Als es Hasard zu viel wurde, pfiff er einmal durch die Finger. Die beiden standen wie aus dem Boden gewachsen vor ihm und bauten sich rechts und links vor ihm auf.

Hasard strich ihnen über die schwarzen Haare und beugte sich ein wenig hinunter.

„Genug jetzt, Hasard und Philip“, sagte er, preßte die Hände zusammen und legte sie unter den schiefgehaltenen Kopf.

„Jetzt geht es in die Kojen, ihr Banausen. Schlafen, verstanden?“

„Aye, aye, Sir“, ertönte es im Chor, und beide grinsten wie auf ein geheimes Kommando.

„Dann ab mit euch!“

Wenn Hasard etwas sagte oder durch Zeichen andeutete, wie eben das Schlafen, begriffen die beiden sofort. Sie wurden brav wie die Lämmer und marschierten ab.

Der Seewolf sah ihnen nach und lächelte, wie sie einträchtig nebeneinander gingen, die kleinen Entermesser stolz im Leinengürtel tragend, die sie Ferris Tucker in einer schwachen Stunde abgeluchst hatten. Dabei hatten sie mit ihm gefeilscht – in der ausgekochten Manier altorientalischer Bazar-Händler, bis Tucker endlich nachgegeben hatte.

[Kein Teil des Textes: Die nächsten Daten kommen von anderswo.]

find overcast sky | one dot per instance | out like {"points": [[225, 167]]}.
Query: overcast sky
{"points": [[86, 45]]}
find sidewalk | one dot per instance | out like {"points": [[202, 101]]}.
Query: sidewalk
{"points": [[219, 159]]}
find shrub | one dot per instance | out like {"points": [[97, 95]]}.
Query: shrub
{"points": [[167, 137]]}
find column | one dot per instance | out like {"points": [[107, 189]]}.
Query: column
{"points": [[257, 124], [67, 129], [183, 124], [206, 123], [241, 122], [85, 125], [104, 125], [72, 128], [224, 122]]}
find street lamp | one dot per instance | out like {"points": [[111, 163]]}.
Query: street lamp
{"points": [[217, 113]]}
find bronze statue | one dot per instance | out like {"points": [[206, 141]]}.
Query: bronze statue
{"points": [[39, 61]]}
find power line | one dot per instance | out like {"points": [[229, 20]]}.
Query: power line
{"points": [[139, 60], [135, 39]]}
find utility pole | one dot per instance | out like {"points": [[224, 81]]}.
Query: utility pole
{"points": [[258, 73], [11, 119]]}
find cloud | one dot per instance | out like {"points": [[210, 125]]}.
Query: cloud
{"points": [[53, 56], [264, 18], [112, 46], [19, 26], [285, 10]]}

Die beiden waren sehr selbständig, clever und mit allen Wassern gewaschen, obwohl sie erst sieben Jahre alt waren. Aber die Selbständigkeit hatten sie bei der Gauklertruppe gelernt und bei jenen Leuten, die mit ihnen durch den ganzen Orient gezogen waren.

Auf der Sandbank ging das Gebrüll weiter. Fluchende und schwitzende Männer brachten einen weiteren Anker aus, um sich mit deren Hilfe von der Sandbank zu ziehen. Mancher Tropfen Schweiß wurde dabei vergossen, und zwischen den Leuten bewegte sich brüllend und fluchend der Profos der „Elizabeth Bonaventura“, ein grobschlächtiger Kerl, bärbeißig und voller Grimm, der die Leute fast pausenlos anbrüllte und auch mit der Faust nach ihnen schlug.

„Der kann es bald noch besser als du, Ed“, sagte Smoky grinsend.

Carberry warf dem Decksältesten einen finsteren Blick zu.

„Das bezweifle ich“, sagte er, „oder soll ich es dir erst beweisen?“

„Ich glaube es dir auch so“, versicherte Smoky hastig.

Brighton legte dem Profos einen Arm auf die Schulter.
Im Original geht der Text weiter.